Pass data between pipeline steps

Completed

Often, a pipeline line includes at least one step that depends on the output of a preceding step. For example, you might use a step that runs a python script to preprocess some data, which must then be used in a subsequent step to train a model.

The OutputFileDatasetConfig Object

The OutputFileDatasetConfig object is a special kind of dataset that:

  • References a location in a datastore for interim storage of data.
  • Creates a data dependency between pipeline steps.

You can view a OutputFileDatasetConfig object as an intermediary store for data that must be passed from a step to a subsequent step.

An OutputFileDatasetConfig object as an intermediary data store between steps

OutputFileDatasetConfig Step Inputs and Outputs

To use a OutputFileDatasetConfig object to pass data between steps, you must:

  1. Define a named OutputFileDatasetConfig object that references a location in a datastore. If no explicit datastore is specified, the default datastore is used.
  2. Pass the OutputFileDatasetConfig object as a script argument in steps that run scripts.
  3. Include code in those scripts to write to the OutputFileDatasetConfig argument as an output or read it as an input.

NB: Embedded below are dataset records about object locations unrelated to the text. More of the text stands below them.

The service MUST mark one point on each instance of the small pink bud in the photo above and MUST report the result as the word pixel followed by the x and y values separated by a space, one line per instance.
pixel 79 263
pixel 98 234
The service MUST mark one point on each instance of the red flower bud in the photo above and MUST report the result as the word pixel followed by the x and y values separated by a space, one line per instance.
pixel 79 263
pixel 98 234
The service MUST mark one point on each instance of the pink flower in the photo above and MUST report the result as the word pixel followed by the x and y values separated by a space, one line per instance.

For example, the following code defines a OutputFileDatasetConfig object that for the preprocessed data that must be passed between the steps.

from azureml.data import OutputFileDatasetConfig
from azureml.pipeline.steps import PythonScriptStep, EstimatorStep

# Get a dataset for the initial data
raw_ds = Dataset.get_by_name(ws, 'raw_dataset')

# Define a PipelineData object to pass data between steps
data_store = ws.get_default_datastore()
prepped_data = OutputFileDatasetConfig('prepped')

# Step to run a Python script
step1 = PythonScriptStep(name = 'prepare data',
                         source_directory = 'scripts',
                         script_name = 'data_prep.py',
                         compute_target = 'aml-cluster',
                         # Script arguments include PipelineData
                         arguments = ['--raw-ds', raw_ds.as_named_input('raw_data'),
                                      '--out_folder', prepped_data])

# Step to run an estimator
step2 = PythonScriptStep(name = 'train model',
                         source_directory = 'scripts',
                         script_name = 'train_model.py',
                         compute_target = 'aml-cluster',
                         # Pass as script argument
                         arguments=['--training-data', prepped_data.as_input()])

In the scripts themselves, you can obtain a reference to the OutputFileDatasetConfig object from the script argument, and use it like a local folder.

# code in data_prep.py
from azureml.core import Run
import argparse
import os

# Get the experiment run context
run = Run.get_context()

# Get arguments
parser = argparse.ArgumentParser()
parser.add_argument('--raw-ds', type=str, dest='raw_dataset_id')
parser.add_argument('--out_folder', type=str, dest='folder')
args = parser.parse_args()
output_folder = args.folder

# Get input dataset as dataframe
raw_df = run.input_datasets['raw_data'].to_pandas_dataframe()

# code to prep data (in this case, just select specific columns)
prepped_df = raw_df[['col1', 'col2', 'col3']]

# Save prepped data to the PipelineData location
os.makedirs(output_folder, exist_ok=True)
output_path = os.path.join(output_folder, 'prepped_data.csv')
prepped_df.to_csv(output_path)